EM: How about more original tunes with the trio? You like
one album because it has so much original material and the other
because of the great musicians and sound, how about combining
the two?
BB: I'm going to do that, but the next album is going to be
"Bill Bell Revisits the Blues."
EM: Oh yeah?
BB: Yeah. I think I'll use that "Bill Bell Revisits the
Blues
"
EM: What would be the ideal band for that? What instrumentation?
BB: Jeff and Eddie!
EM: Trio? No guitar, no
BB: I might have a guitar in the background.
EM: Well, we're about to wrap here
BB: I'm glad of that! (Laughter)
EM: Do you have an overall feeling about a life of playing
and recording music?
BB: I've loved it
The only thing I would probably change
you
never know
hindsight is always clear. I think I should
have gone East instead of West.
EM: Like the old Miles Davis saying about California players
"Too
much fun in the sun
?"
BB: Yeah. I think I should have gone East instead of West because
when I was on the road with Carmen McRae for a year, did I tell
you that? I went with her for a year and then I was in LA for
another year with those crazy guys from Motown, the Supremes
and stuff. But when I was in New York I got to play with these
incredible musicians. Richard Davis, Bob Cranshaw, bass players
that were just incredible! To rub elbows with those guys and
I was young, 32, 33 years old and I had a family. That's the
thing. The children didn't ask to come. If I had really devoted
my life to jazz I'd probably be dead by now, but... (Laughter)

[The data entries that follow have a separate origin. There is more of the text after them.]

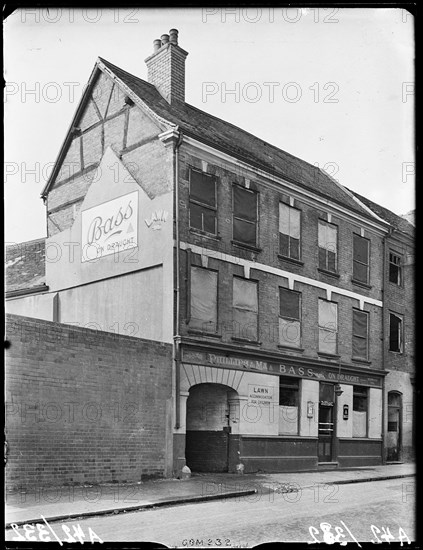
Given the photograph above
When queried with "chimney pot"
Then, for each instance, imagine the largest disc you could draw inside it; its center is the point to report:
(173, 33)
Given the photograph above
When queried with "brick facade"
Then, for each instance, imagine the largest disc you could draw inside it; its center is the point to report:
(84, 406)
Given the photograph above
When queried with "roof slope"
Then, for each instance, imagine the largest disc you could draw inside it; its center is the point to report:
(245, 146)
(25, 265)
(397, 222)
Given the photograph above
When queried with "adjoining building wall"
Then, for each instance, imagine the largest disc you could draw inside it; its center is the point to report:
(84, 406)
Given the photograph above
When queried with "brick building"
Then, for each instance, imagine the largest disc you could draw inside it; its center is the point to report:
(262, 272)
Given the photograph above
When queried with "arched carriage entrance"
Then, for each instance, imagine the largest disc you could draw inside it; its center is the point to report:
(208, 427)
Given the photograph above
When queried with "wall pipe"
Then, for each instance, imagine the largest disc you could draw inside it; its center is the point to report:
(177, 336)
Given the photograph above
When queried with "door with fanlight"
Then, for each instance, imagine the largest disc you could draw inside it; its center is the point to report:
(326, 421)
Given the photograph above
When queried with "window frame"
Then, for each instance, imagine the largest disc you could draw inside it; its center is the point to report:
(399, 266)
(335, 331)
(299, 259)
(256, 282)
(326, 268)
(195, 329)
(367, 338)
(290, 319)
(362, 392)
(401, 332)
(256, 194)
(202, 205)
(367, 282)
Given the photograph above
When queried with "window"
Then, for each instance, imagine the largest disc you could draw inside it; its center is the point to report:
(328, 246)
(395, 333)
(245, 307)
(394, 268)
(360, 334)
(288, 405)
(360, 404)
(328, 327)
(289, 231)
(203, 314)
(289, 317)
(361, 248)
(202, 201)
(244, 215)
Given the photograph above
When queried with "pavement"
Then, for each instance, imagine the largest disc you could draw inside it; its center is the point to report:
(72, 502)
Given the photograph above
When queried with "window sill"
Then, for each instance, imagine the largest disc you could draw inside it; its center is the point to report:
(290, 348)
(247, 246)
(246, 341)
(359, 283)
(329, 273)
(204, 234)
(328, 355)
(358, 360)
(202, 333)
(290, 260)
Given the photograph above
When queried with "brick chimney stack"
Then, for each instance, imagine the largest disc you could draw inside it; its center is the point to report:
(166, 67)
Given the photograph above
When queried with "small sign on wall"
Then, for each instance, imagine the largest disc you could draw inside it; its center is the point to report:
(110, 228)
(260, 395)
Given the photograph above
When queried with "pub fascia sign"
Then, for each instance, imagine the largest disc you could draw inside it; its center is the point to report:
(319, 373)
(110, 228)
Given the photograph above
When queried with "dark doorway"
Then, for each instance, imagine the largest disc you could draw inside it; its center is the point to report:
(326, 405)
(207, 428)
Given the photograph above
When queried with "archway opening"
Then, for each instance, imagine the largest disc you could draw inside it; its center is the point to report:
(208, 427)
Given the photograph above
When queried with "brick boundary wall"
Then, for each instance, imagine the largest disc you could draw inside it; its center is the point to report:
(84, 406)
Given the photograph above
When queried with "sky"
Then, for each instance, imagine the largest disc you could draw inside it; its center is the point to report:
(333, 86)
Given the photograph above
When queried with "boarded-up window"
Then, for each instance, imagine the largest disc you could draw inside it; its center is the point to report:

...because it's a tough life, and I chose teaching, and quality
of life, but I think I could have gone further if I had gone
East.
EM: Further with jazz?
BB: Further with my career as a jazz person.
EM:
I guess then the question is would you have wanted to get there?
BB: Um hmm. Yeah!
EM:
I mean, it would appear to me you've had an absolutely fabulous
life.
BB: Oh yeah, I have no complaints.
EM:
You bought a house in what year?
BB: 1965 and then this one in 1970. (Laughter)
EM:
So that alone makes you a very successful investor
,
BB:
Yeah.
EM:
and you chose to teach,
BB:
Yeah.
EM:
you taught,
BB:
Yeah.
EM:
you did fabulous things and had great students, everything
a teacher can have,
BB:
Yeah.
EM:
and you've always played, and people know who you are,
and yeah, you could have become
maybe a
BB: I think I could have become a major player in New York.
EM:
You mean you would have gotten famous and sold a lot of records
in your name and have a recording contract or something
?
BB:
Yeah.
EM:
Well, sure, undoubtedly...
BB: I think I could have done that.
EM:
But would that have been better than what you did?
BB: Umm hmm! (Both cracking up)
EM:
That's a great way to end this! Thank you very much!